Чуркин обещал вывернуться наизнанку, а сынишка его ковырнул в ноздре.
– Инженера Жаркова знаете?
– Это того-с, что… того-с… то есть недавно….
– Того самого, – согласился Ванзаров. – Вспоминайте: часто видели его на пляже?
Артельщик послушно состроил гримасу самого глубокого размышления, на какое способен мелкий жулик, между тем не столько вспоминая, чего там вспоминать, и так все ясно, а стараясь сообразить: грозит это лично ему или пронесет? Поупражнявшись в мимике, он не нашел причины скрытничать.
– Так ведь не бывало-с господина Жаркова на пляже. В этом сезоне не припомню-с… Как есть, верно…
Сынишка смачно чихнул, словно припечатал слова отца клеймом правды.
– А господин Ингамов как часто любит принимать воздушные ванны?
– Это секретарь порховский? До сего дня не видали-с.
– Что же он сегодня тут делал?
– Известно что: взял кабинку, поехали-с купаться…
– Вот как? – сказал Ванзаров. – Давно окончил морские купания?
– Да уж час тому, не меньше…
– Катерина Ивановна, Снежная королева ваша, случайно, не брала кабинку примерно в то же время?
Вздохнув, Чуркин сознался. Он-то в чем виноват? Купаются господа, когда им вздумается. Его дело – лошади. Такого же мнения придерживался его отпрыск. Стоять в ногах отца ему наскучило, и он зевнул во всю детскую пасть.
– Чуркин, а что вас так интересует в море? Вон та одинокая лошадка?
Пришлось сознаться: господин взял кабинку и совершенно закупался. Прошли уже все сроки. Обычно ведь как: выедут, нырнут – и обратно. В заливе долго не накупаешься. А этот и вылезать не думает. Что там делать?
Господин из столицы вмиг стал колючим и строгим.
– Кто взял кабинку? Вы его знаете? Фамилия? – спрашивал он.
Чуркин встревожился такому повороту, но отступать поздно. Сознался во всем: лицо знакомое, вроде местный, но вот как зовут – не знает. Никогда на пляже не бывал.
– От него пахнет крепко и в лице что-то такое крысиное?
– Одет прилично, чисто, но совсем не для купаний, – ответил Чуркин. – Но правду говорите: слегка на крысу похож, правда, Васька?
Сынок заулыбался ртом, полным лошадиных зубов.
Артельщик готов был и дальше служить господину из сыскной, но тот повел себя странно. Скинул пиджак, оставшись в одной жилетке, сбросил на песок ботинки, показав крепкие ноги, и закатал брюки до колен.

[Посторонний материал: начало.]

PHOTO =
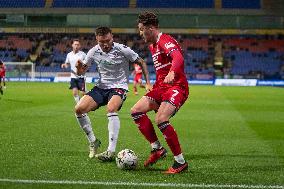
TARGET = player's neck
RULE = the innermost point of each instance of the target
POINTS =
(157, 35)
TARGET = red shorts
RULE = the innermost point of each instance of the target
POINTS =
(174, 95)
(138, 77)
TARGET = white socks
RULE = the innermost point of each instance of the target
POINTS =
(179, 158)
(77, 98)
(113, 130)
(85, 124)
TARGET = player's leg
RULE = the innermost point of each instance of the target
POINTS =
(85, 105)
(74, 88)
(1, 89)
(135, 87)
(141, 85)
(116, 98)
(172, 100)
(75, 93)
(82, 86)
(4, 82)
(145, 126)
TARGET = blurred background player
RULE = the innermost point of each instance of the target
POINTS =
(112, 60)
(169, 93)
(137, 73)
(77, 82)
(2, 77)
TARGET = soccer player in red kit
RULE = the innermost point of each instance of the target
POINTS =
(2, 76)
(169, 93)
(137, 78)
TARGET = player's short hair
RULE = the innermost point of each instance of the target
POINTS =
(148, 18)
(100, 31)
(75, 40)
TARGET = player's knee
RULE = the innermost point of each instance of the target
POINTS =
(160, 118)
(134, 110)
(79, 110)
(111, 109)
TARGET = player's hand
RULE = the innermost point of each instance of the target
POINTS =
(170, 77)
(63, 66)
(148, 87)
(81, 68)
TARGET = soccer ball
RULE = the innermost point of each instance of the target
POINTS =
(126, 159)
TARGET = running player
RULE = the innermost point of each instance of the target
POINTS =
(169, 93)
(77, 82)
(2, 76)
(137, 72)
(112, 60)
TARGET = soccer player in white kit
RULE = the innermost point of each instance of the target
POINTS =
(77, 82)
(112, 60)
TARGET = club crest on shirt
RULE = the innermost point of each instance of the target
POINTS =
(169, 45)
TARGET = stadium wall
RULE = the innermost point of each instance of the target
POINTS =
(215, 82)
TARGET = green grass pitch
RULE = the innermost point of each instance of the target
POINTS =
(229, 135)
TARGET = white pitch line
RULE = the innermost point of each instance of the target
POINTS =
(80, 182)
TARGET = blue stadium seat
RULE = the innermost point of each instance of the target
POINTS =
(175, 4)
(22, 3)
(90, 3)
(241, 4)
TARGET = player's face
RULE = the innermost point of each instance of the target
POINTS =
(76, 46)
(105, 41)
(146, 32)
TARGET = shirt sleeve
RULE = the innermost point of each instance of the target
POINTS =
(84, 56)
(67, 59)
(129, 53)
(89, 58)
(168, 45)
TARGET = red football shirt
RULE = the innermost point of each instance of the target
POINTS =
(161, 51)
(2, 71)
(137, 69)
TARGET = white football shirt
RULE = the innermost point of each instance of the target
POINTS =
(72, 59)
(113, 67)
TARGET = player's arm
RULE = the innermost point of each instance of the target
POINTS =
(83, 66)
(177, 65)
(66, 64)
(145, 72)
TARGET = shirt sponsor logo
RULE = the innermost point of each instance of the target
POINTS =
(169, 45)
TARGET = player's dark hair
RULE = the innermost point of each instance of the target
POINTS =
(100, 31)
(148, 18)
(75, 40)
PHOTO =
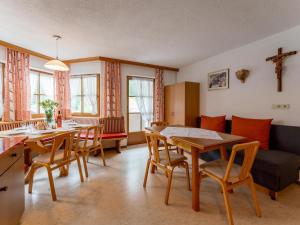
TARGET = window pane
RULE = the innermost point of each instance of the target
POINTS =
(134, 122)
(1, 96)
(76, 104)
(46, 88)
(75, 87)
(34, 78)
(90, 94)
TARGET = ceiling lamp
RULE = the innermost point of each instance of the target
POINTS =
(56, 64)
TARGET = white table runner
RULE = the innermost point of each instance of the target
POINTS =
(190, 132)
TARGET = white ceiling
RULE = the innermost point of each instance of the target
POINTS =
(166, 32)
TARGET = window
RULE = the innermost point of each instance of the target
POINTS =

– За мной, – приказал он и первым пошел в воду.
Чуркин был так удивлен, что пошел не раздеваясь. Васька привычно побежал вперед, но Ванзаров строго прикрикнул, требуя держаться за ним. У кабинки, где вода доходила ему до пояса, задержался и сказал, чтобы не подходили, пока не разрешит. Чуркин на всякий случай взял Ваську за шкирку.

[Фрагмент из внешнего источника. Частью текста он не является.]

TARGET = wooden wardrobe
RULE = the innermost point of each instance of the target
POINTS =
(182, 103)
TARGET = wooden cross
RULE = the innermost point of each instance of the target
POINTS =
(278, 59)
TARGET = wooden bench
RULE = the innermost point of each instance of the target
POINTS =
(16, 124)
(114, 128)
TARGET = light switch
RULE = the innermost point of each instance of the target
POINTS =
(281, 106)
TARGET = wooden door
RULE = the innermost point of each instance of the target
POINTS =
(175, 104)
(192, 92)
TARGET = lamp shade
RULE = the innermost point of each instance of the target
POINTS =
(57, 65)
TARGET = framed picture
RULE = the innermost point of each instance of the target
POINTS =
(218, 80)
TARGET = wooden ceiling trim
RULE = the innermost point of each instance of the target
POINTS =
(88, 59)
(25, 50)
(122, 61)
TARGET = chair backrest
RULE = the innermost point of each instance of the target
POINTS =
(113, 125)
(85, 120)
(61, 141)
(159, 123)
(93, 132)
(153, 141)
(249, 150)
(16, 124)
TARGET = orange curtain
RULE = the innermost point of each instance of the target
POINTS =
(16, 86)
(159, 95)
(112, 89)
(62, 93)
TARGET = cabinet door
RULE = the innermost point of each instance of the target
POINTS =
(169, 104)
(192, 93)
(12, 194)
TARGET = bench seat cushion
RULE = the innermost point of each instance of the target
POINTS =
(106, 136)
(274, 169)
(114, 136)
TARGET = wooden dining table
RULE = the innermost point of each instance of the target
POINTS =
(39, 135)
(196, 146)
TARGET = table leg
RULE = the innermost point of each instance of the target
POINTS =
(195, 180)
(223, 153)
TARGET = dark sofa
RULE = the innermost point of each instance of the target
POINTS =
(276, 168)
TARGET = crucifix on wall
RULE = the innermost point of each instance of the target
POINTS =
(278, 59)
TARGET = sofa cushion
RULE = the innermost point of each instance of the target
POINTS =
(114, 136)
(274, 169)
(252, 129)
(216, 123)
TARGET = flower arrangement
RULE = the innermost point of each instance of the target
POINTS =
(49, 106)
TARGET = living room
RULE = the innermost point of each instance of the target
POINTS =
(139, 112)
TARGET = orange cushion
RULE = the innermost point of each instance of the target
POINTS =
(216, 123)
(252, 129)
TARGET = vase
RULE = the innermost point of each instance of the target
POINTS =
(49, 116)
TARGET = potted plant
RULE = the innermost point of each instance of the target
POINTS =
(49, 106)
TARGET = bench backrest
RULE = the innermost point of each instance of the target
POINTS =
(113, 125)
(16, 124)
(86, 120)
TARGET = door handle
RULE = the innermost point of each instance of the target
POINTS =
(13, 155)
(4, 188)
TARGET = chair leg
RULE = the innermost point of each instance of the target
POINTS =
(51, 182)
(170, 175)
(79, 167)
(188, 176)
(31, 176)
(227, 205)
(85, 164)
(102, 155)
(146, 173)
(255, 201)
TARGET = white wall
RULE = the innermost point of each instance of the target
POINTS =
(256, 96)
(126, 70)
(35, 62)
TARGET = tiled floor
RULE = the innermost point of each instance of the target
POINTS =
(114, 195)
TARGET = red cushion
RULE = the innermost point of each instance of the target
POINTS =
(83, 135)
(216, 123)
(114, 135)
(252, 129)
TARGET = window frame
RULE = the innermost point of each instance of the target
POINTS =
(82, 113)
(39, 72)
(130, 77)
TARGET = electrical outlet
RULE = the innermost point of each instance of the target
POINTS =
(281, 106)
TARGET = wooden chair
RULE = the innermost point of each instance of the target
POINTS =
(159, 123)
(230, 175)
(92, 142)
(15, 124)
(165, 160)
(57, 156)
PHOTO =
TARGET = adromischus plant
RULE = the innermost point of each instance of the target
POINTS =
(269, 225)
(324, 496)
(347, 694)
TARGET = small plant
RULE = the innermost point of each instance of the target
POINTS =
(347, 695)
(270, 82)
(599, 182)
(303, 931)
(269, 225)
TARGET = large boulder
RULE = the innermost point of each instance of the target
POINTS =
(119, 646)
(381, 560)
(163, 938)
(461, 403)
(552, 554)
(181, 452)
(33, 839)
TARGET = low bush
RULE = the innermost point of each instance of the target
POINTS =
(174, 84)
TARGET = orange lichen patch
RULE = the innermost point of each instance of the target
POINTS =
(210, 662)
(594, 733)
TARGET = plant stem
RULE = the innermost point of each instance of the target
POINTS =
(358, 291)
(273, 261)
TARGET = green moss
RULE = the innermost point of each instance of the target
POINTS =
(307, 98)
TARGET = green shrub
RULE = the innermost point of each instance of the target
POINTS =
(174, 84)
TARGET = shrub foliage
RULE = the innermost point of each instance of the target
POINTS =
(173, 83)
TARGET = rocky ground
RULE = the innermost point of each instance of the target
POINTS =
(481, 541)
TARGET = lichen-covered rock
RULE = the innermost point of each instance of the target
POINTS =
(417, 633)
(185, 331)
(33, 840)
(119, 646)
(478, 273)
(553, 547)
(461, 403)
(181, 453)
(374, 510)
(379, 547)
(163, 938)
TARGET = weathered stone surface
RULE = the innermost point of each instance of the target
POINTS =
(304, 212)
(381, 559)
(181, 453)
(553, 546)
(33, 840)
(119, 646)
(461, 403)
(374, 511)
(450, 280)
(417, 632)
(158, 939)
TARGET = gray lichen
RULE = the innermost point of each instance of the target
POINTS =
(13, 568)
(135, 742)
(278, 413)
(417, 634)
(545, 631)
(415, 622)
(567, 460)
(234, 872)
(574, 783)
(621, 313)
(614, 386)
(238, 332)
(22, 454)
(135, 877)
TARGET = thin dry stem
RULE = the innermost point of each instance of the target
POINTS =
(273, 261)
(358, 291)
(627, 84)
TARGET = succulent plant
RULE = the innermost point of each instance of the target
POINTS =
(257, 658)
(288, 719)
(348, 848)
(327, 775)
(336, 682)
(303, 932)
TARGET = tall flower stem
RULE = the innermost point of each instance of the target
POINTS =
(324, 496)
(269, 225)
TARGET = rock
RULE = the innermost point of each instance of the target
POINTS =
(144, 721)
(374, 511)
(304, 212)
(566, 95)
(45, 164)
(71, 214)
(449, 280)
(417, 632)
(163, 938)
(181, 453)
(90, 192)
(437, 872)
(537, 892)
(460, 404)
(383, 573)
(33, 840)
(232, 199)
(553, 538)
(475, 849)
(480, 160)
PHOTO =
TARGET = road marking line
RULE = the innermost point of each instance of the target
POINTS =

Ванзаров запрыгнул на тележку, заглянул в открытую дверцу и высунулся обратно.
– Чуркин, бегом за приставом, – крикнул он.
Артельщик пребывал в растерянности.
– Чего-с? – пробормотал он.
– Беги в участок за полицией! Скажешь, Ванзаров требует. Бегом марш!
Окрик подействовал. Чуркин очнулся. Он догадался, что случилось что-то очень дурное, что может поставить крест на его доходах. И это беспокоило больше всего. Наподдав Ваське, артельщик пошел с трудом, с непривычки увязая в воде. Сынишка его, размахивая руками и высоко подпрыгивая, далеко опередил отца.
Пока доберется до участка, пока убедит пристава, пока сюда вернутся – полчаса, не меньше, пройдет. Ванзаров ждать не стал.
Лошадь, вконец замерзшая, подергивала тележку. Она поворотила морду, словно спрашивая: сколько еще терпеть мучения? И так уже копыта в ил утопли. Ванзаров натянул вожжи, сказав «тпру!». Дескать, изволь стоять на месте. Не до тебя, милая.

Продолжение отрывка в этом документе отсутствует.